Prices for ex-Australia premium hard coking coal (PHCC) have increased in recent deals, but in general the outlook is mixed as most end-users are bidding at lower levels and coke prices in China may keep going down.
An Australian miner sold 40,000 mt of low-volatile Peak Downs PHCC at $207.1/mt FOB for December laycan. The cargo is said to be for the Chinese market. In addition, another cargo of 30,000 mt of mid-volatile Illawarra PHCC changed hands at $210/mt FOB. The second deal price has been assessed by market sources as being too high. Also, up to 90,000 mt of mid-volatile PHCC were traded during the week for the Indian market, but prices were index-based, “which is more safe now”, as a market source said.
After a number of deals, overall supply pressure has eased, so market sources believe that suppliers will manage to hold prices stable, but further rises are doubtful.

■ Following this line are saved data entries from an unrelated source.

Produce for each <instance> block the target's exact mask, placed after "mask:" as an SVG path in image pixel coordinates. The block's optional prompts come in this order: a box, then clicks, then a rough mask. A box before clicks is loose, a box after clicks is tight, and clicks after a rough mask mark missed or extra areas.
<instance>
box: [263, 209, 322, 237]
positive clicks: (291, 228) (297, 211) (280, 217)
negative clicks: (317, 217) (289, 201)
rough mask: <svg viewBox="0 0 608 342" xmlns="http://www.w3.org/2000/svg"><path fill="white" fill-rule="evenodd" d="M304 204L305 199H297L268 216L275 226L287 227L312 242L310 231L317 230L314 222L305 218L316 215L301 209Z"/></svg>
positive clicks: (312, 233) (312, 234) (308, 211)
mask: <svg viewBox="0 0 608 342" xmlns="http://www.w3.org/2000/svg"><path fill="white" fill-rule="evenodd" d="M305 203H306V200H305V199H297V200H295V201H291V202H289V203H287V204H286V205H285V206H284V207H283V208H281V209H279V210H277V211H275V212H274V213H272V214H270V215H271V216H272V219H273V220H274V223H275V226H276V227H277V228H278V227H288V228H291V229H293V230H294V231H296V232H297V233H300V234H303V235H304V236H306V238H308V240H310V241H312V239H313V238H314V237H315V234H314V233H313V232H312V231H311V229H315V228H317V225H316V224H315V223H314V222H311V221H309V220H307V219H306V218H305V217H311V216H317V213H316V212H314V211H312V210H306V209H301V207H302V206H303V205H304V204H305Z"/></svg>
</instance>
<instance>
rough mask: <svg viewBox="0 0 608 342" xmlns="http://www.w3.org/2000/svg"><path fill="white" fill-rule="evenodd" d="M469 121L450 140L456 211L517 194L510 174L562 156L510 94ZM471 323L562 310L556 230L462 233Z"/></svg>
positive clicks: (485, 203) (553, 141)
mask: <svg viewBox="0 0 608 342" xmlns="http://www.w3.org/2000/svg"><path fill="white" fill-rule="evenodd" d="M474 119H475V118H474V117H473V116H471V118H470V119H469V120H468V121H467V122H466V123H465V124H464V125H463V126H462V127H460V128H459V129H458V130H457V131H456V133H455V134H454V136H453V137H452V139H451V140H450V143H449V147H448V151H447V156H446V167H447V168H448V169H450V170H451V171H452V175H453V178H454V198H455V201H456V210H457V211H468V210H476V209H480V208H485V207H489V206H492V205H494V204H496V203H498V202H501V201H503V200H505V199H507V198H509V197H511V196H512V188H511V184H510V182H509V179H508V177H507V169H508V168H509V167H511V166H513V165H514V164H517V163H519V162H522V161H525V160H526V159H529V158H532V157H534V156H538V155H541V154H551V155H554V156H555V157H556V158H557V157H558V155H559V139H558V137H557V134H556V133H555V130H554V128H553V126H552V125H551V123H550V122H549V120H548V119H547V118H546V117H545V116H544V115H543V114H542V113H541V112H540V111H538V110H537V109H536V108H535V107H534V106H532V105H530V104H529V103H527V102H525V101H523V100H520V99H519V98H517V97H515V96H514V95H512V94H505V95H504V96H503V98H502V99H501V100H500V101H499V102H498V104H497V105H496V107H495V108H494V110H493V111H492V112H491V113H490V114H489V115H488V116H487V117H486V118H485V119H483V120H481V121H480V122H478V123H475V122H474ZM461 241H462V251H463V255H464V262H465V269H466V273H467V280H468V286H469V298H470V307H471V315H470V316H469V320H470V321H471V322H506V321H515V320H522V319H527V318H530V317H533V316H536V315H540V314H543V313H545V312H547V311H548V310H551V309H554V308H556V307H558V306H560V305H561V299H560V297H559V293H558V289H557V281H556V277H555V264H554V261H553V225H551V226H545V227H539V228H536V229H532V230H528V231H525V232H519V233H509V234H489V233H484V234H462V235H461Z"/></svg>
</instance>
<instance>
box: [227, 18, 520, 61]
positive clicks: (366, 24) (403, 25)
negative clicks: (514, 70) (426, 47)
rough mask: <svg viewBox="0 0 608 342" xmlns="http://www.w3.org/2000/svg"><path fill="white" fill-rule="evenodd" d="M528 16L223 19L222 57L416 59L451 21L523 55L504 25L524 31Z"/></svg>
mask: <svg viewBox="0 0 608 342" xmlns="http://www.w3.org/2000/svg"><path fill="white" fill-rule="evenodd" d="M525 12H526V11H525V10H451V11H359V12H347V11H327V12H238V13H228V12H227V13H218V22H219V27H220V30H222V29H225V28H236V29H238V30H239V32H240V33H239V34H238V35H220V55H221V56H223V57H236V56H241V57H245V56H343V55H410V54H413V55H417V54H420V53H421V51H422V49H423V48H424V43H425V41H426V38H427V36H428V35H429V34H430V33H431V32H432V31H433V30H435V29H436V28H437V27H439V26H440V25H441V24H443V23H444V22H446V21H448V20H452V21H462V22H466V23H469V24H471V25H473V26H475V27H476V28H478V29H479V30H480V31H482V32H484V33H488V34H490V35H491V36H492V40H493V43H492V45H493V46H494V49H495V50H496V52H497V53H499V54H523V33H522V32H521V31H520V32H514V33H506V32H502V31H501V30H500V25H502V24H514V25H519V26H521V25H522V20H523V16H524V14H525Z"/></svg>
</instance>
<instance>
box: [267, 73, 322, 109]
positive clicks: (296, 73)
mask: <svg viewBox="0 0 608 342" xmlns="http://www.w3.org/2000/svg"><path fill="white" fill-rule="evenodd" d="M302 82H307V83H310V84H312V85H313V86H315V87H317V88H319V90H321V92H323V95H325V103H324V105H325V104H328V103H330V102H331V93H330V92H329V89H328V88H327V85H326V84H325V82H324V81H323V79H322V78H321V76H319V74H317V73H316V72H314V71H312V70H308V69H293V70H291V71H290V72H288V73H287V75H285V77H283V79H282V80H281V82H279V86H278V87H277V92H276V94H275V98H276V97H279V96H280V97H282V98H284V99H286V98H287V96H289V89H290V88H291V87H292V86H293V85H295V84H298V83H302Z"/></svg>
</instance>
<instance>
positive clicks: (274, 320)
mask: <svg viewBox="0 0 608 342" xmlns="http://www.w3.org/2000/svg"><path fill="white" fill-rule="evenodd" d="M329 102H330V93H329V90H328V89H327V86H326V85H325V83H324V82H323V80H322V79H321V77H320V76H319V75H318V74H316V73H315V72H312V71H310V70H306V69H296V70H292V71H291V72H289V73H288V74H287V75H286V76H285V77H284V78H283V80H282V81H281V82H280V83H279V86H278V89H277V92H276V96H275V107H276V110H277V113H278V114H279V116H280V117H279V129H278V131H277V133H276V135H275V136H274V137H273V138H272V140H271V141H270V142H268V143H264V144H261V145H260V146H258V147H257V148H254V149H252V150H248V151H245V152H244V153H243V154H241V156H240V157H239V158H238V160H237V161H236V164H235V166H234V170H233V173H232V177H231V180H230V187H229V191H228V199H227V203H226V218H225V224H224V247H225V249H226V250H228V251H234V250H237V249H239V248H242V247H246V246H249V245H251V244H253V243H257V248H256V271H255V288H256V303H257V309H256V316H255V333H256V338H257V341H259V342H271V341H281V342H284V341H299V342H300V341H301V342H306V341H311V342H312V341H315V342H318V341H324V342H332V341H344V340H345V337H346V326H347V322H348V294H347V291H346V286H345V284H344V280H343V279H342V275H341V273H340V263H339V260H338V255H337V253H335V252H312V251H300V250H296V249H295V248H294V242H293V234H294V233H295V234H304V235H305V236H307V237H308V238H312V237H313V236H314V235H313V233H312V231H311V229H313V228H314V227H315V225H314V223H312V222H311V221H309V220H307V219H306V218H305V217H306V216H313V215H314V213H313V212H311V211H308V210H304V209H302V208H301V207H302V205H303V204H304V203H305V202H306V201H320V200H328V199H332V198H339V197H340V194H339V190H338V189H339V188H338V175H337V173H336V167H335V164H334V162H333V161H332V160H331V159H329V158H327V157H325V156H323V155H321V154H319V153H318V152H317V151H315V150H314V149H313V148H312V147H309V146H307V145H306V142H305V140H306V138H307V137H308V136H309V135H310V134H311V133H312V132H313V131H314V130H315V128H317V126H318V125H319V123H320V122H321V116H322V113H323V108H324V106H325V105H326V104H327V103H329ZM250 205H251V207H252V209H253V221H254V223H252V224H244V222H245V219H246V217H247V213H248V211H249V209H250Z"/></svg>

In China’s import market, the tradable level is at $215/mt CFR, slightly higher than bids at $210/mt CFR last week. But the expectations for the next week are mixed.
In India’s import market, buyers have been asking for $205/mt CFR, but, with some mills starting to voice the intention to increase base steel prices for November, mills may accept some higher prices for coking coal.
The SteelOrbis reference price for ex-Australia PHCC has settled at $208/mt FOB, up by $3/mt from the previous trade levels.